Example for getting the price using CSS Selector

On amazon.com we use developer tools to get the selector span.a-price

CSS Selector

Then in PriceBuddy, we add the selector span.a-price to the price field.

CSS Selector Price

More about CSS Selectors

There is plenty of ways to select elements in CSS, you can use classes (eg .price), ids (eg #price) or even attributes (eg [data-name="price"]). Some Googling will teach you more here, for example this resource.

Getting the value of an attribute

If the data you want to extract is part of an attribute, you can use the | symbol to get the value. For example, if the html looked like this:

<div class="product" data-price="10.00">

You would use the selector .product|price to get the value 10.00.

The most common CSS Selectors for extracting data

Title - meta[property=og:title]|content
Price - meta[property=og:price:amount]|content
Image - meta[property=og:image]|content

But every site is different.

Regex

Regular expressions are a powerful way to extract data from a page. It is more complex to use than CSS selectors but can be more flexible.

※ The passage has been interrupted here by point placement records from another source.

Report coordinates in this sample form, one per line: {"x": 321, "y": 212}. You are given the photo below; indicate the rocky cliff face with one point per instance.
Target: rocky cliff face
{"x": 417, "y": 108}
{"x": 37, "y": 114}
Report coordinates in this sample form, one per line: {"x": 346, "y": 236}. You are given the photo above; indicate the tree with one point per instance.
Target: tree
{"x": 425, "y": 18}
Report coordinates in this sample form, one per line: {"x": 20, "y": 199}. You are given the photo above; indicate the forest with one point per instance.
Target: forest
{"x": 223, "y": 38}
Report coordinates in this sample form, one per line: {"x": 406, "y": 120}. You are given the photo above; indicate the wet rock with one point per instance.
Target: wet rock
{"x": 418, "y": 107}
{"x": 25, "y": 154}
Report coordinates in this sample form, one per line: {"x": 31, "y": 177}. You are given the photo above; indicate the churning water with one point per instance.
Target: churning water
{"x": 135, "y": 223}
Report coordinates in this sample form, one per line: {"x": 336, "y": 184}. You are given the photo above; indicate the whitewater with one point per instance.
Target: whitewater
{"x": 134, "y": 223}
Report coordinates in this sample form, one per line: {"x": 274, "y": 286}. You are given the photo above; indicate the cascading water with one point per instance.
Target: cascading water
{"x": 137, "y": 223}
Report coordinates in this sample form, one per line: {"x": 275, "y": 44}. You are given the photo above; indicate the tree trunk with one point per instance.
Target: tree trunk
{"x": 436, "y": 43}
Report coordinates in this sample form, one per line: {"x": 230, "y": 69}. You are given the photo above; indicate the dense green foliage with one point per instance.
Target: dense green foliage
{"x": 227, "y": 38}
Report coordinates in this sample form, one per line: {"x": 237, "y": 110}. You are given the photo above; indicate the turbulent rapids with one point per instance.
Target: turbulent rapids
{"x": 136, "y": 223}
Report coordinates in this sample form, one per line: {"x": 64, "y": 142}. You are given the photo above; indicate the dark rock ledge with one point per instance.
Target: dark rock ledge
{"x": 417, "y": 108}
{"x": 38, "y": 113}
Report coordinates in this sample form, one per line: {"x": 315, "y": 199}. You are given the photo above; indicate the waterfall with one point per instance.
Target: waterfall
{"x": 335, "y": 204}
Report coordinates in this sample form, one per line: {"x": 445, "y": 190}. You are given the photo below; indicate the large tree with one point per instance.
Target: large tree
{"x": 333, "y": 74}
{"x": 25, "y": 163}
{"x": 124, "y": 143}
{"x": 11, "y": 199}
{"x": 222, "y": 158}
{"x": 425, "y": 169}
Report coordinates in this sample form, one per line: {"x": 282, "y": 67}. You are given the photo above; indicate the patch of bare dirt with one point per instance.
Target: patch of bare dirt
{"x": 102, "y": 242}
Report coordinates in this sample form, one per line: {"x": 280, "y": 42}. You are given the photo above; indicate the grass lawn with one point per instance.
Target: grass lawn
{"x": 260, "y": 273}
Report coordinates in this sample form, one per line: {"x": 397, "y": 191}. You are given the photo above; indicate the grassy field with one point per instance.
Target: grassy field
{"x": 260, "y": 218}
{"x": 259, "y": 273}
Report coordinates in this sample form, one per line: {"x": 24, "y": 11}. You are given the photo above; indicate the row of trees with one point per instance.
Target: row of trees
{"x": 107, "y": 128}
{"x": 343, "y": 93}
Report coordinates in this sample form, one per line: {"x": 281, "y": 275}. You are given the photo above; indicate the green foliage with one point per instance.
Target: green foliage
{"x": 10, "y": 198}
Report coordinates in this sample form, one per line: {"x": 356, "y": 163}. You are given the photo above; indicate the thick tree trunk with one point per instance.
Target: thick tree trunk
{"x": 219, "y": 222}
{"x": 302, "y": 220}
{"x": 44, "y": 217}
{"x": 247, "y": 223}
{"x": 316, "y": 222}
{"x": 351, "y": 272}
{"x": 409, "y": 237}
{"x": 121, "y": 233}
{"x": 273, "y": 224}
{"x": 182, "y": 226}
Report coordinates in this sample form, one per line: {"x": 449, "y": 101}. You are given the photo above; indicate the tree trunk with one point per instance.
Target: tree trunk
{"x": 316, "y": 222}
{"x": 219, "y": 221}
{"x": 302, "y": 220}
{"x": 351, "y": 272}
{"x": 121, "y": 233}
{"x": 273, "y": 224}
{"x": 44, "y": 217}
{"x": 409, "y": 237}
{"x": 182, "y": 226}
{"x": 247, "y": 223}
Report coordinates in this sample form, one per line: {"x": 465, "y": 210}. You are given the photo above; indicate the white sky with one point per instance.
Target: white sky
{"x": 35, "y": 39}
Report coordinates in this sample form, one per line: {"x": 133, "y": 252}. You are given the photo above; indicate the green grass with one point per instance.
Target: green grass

Example for getting the price using Regex

If the html contained something like this:

{"price": "10.00", "currency": "USD"}

We could use the regex ~\"price\": \"(.*?)\"~ to extract the price.

Tools for testing Regex

One of the best tools for testing regex is regex101. Paste the "source" of your page into the "Test String" box and your regex into the "Regular Expression" box. You can then see what matches your regex will find.

JSON Path

JSON Path is a way to extract data from a JSON object. This is useful when the data source is an API that returns JSON. The format used is more "dot notation" than JSON path, but it is similar.

Example for getting the price using JSON Path

If your JSON looks like this:

{
  "product": {
    "title": "Product Name",  
    "price": 10.00
  }
}

You would use the JSON Path product.price to extract the price.

Locale

This is default locale settings for the store, the default can be set in Settings but this will override that for this store.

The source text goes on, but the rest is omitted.